5th Sunday of Easter, Year C, Shaftesbury


Jn 13:31-35
Everyone, I think, knows that Christianity is about ‘love’ –but love is often seen as something for the weak, or something vague and meaningless. But if we think of the context in which Jesus told us to ‘love’ we should see that it is neither of these.

Jesus gave His great commandment, ‘love one another’, on the night before He died. As we heard in that passage, it was just after Judas had gone out from the Last Supper to betray Him. His death is intimately connected with His commandment: He said, ‘love one another, as I have loved you’ –and He loved us unto DEATH. And this is what His love means.

Some people speak as if love was just a cosy feeling. And the saints of the Church do speak of “affective love” –what wells up in our affections, and what we need to foster and encourage within us.
But if love was ONLY a feeling then it wouldn’t be something that would lead us to death.
Love, in what the saints call “effective love”, is a decision of the will. A CHOICE to love someone.
“Effective love” does not mean liking, does not merely mean being attracted to help those I like.
Such love means choosing to act in the best interests of another person, even to act in the best interests of someone I don’t much like.

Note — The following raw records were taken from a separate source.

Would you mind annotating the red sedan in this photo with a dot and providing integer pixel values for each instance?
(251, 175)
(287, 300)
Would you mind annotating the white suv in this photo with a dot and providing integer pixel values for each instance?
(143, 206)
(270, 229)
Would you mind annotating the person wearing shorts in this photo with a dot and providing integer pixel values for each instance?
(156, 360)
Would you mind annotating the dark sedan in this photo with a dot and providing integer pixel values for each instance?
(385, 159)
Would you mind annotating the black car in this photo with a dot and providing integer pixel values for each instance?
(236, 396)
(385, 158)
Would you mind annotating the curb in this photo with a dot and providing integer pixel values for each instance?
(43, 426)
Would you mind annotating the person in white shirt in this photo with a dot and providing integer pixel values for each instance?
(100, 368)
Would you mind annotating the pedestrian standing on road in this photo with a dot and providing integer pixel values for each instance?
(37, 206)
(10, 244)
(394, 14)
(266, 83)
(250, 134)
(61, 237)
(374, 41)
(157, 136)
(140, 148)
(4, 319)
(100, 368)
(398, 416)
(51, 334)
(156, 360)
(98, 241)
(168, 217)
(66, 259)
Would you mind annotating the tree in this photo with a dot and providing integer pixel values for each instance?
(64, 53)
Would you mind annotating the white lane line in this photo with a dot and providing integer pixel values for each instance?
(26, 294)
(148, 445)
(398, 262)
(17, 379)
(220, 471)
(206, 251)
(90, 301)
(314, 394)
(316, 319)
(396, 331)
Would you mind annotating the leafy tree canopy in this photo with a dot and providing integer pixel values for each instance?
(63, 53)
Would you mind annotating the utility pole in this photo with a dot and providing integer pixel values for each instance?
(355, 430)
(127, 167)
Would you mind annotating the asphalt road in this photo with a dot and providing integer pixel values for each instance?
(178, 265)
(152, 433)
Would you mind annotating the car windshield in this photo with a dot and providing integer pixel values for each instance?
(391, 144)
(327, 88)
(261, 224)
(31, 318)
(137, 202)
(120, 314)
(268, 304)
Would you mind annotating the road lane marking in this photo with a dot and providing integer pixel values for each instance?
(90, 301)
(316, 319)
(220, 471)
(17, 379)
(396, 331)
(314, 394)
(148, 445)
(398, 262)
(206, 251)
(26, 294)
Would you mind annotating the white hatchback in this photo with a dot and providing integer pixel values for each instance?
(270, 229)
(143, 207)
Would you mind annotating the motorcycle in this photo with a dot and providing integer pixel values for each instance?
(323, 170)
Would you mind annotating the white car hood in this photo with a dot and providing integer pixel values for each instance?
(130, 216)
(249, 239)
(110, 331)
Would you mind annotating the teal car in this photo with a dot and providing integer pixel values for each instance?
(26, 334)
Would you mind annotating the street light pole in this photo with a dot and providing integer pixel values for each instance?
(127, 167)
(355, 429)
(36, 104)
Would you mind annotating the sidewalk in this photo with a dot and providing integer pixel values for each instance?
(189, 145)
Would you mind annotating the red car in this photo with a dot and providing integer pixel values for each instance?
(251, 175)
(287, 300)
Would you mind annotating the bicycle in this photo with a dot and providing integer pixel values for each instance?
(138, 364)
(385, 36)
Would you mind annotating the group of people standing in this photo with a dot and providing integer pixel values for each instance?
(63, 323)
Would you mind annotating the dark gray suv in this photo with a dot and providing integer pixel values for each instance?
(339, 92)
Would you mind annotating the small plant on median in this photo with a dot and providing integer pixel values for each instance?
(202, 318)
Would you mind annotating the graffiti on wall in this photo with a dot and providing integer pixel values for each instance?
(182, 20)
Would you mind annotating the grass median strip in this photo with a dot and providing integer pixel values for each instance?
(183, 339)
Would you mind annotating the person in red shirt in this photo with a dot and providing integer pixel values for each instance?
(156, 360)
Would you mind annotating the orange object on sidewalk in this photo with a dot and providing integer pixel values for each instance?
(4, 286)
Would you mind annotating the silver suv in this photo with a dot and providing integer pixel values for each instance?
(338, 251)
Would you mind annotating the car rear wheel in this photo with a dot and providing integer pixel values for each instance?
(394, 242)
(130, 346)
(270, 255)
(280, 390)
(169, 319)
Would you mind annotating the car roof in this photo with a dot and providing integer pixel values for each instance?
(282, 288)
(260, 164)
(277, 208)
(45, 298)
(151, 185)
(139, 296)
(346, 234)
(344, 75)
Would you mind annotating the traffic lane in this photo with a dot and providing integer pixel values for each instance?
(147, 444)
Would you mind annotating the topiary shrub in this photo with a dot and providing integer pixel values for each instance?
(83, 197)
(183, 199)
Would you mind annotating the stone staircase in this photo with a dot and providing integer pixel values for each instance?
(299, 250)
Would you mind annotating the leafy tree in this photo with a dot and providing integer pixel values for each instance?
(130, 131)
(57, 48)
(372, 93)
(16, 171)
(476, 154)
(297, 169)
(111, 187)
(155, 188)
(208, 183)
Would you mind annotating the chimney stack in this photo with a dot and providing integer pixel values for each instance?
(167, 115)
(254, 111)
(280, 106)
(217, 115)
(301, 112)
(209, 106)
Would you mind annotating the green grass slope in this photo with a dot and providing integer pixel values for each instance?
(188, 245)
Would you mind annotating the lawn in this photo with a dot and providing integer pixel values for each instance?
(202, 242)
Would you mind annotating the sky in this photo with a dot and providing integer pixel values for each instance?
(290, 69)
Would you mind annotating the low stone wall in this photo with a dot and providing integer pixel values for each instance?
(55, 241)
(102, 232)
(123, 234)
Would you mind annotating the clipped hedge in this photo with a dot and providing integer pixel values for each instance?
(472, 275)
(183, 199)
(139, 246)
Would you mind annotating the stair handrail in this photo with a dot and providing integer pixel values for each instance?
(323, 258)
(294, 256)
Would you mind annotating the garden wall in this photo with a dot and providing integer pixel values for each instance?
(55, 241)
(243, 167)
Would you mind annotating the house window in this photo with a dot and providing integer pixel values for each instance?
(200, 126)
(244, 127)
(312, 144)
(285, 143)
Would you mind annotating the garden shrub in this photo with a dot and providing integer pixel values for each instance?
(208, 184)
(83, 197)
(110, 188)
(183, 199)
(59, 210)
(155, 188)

Jesus said, ‘By this love you have for one another, everyone will know that you are my disciples’. We might ask ourselves if this holds true for us: would the love we have make others say: ‘That is a follower of Jesus Christ’.
What would such a person look like? One who loved?
He would think of the needs of others before his own
He would he willing to be interrupted in his tasks in order to help someone
He would be patient with people, ‘Love is patient’ (St Paul, 1 Cor 13)
He would be willing to do difficult things, not just easy things

When people look at me, I know they often do not see such things.
They do not see a perfect disciple, a perfect sign of Christ.
And the same might be said of you.
Sometimes when we deal with our family, or friends, or others, we can try to love, but struggle. It is hard to love a child when he is screaming and throwing a tantrum. It is hard to look like the loving Christian who is a sign of Christ.
Are we therefore hypocrites?
Being a Christian is not about being a hypocrite, it’s about aspiring to standard that is above us, above us because it comes from above, from God.

But two final points: if it’s hard to love: WHY love? And HOW can I even attempt it?

In terms of WHY, it must be acknowledge that there are many in our society today who have abandoned even the attempt at loving, abandoned the attempt at LIVING FOR OTHERS: Living for SELF is the explicit goal of many.
But it does not take much analysis to see that this is not a NOBLE way of living, or a worthwhile way of living.
We should love because love is something we see as desirable to be.
But even more fundamentally, we should want to love because Christ FIRST loved us, and chose to die out of love for us.

And that last point also explains HOW I can hope to have the power to love:
Through Him
JC called His command to love a ‘new’ commandment, and it is new because we seek to love after His example, and by His power –the power of the resurrected Lord whose grace enables us to do things that by ourselves we cannot!
A command for the tough, not for the weak, but a command that is possible, because of Him.